Boca Raton resident Ivan Jensen knew none of that, when he stopped in Tuesday to wash his wife's car. He liked the cleaning job, and when he learned the employees were autistic, he liked it even more.
"I would come back," said Jensen, 31, who works in automotive services. "And a lot of people I run into, when they hear it's for a great cause, they will be more than happy to support it."
But to stay profitable and provide jobs for the autistic long-term, the D'Eris know their business needs more than charity: It has to provide a quality product with real value for customers.
That's why they partnered with experts in autism and in carwashes to develop a process and workplace centered on the autistic and easy to set up in other sites too. That meant breaking down a car wash into 46 steps and teaching every step to the employees. It also meant providing visual aids, such as pictures in the bathroom that remind employees how they should look on exiting, with clean hands and shirt tucked in.
The family ran a pilot program this summer at a car wash near Homestead, documenting all the steps, training and results - working with the University of Miami-Nova Southeastern University Center for Autism and Related Diseases. The center's director is thrilled to help develop sustainable jobs for more of the 7,000 people his group serves in South Florida, including many college graduates stuck at home.
"Most people with autism can work. They can be very successful when given the right support. There just aren't enough job opportunities with the right support system," said center director Michael Alessandri.

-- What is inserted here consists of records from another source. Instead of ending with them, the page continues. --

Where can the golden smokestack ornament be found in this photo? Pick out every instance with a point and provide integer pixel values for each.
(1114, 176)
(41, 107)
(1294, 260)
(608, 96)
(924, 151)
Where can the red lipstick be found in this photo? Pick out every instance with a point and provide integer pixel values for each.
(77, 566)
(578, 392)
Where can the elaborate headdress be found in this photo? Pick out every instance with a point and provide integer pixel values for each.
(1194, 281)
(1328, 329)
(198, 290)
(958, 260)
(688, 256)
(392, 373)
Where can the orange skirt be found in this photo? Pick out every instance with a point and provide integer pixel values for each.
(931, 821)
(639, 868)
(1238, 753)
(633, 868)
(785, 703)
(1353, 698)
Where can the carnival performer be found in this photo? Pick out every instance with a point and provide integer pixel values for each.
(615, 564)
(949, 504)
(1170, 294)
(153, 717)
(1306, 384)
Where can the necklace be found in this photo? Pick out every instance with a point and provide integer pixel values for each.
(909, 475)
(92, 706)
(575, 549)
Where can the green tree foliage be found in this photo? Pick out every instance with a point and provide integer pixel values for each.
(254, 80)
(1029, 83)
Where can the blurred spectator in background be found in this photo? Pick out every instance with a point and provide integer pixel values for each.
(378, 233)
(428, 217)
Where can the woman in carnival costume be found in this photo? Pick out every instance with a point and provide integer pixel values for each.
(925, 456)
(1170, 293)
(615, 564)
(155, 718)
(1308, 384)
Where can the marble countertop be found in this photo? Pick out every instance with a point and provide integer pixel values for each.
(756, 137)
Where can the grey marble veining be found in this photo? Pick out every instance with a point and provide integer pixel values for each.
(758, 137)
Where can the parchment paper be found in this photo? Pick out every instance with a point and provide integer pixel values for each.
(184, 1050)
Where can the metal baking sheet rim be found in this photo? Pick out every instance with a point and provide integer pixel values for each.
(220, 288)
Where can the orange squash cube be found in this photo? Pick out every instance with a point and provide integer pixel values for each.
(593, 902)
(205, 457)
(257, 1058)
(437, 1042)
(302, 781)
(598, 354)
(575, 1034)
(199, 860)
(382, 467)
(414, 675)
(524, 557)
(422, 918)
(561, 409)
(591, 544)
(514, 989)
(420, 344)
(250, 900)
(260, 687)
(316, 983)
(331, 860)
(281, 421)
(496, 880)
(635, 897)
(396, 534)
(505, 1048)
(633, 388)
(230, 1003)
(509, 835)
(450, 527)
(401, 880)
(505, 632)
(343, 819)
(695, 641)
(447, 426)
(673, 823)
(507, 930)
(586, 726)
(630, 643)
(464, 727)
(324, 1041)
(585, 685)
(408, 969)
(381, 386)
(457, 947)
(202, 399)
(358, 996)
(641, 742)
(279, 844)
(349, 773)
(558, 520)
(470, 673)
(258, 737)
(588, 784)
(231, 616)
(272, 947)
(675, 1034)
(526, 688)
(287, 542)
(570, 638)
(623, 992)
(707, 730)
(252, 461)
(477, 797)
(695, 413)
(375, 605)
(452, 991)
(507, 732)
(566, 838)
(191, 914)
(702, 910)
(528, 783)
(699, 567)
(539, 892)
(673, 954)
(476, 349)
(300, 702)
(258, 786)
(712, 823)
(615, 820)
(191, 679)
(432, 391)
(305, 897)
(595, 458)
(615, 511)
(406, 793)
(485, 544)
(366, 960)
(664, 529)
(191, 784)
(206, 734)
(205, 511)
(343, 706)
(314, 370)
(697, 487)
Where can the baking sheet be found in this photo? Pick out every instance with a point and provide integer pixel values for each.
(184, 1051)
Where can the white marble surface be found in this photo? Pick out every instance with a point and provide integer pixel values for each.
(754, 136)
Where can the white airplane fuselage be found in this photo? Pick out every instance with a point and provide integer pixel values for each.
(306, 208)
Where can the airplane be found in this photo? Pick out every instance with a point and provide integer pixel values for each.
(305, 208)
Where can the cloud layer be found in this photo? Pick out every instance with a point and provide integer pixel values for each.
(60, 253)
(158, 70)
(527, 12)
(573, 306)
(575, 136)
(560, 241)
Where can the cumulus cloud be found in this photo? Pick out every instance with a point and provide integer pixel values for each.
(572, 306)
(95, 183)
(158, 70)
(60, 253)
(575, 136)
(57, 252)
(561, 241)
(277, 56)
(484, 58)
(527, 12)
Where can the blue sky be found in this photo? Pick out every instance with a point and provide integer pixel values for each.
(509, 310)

Rising Tide employee Rashad Sanders, 19, has worked before - in a different car wash. But the Lauderdale Lakes resident said he's more comfortable at his new job: he's teamed up with another employee on each wash, has been trained to do more tasks and shares with others living with autism.
"It feels real good," said high school senior Sanders, fresh from washing a car in less than six minutes.
For Andrew D'Eri, Rising Tide represents his first job with pay. Before moving to Florida last year, he volunteered in New York bagging groceries at a supermarket, folding menus at a restaurant and helping with paperwork at a nonprofit. He now looks forward to earning enough pay to take a trip.
"I'm planning to go to Orlando and walk around the theme parks," said Andrew D'Eri. "I feel happy."
The D'Eris invested about $3 million in their social enterprise so far. Prices at Rising Tide at 7201 N. State Road 7 in Parkland are comparable to other car washes, from $5 to $28. The locale officially opens Friday.
RISING TIDE CAR WASH
What: Social enterprise with the mission to employ people with autism.
Where: 7201 N. State Road 7, Parkland. Open seven days a week from 8 a.m. to 6 p.m.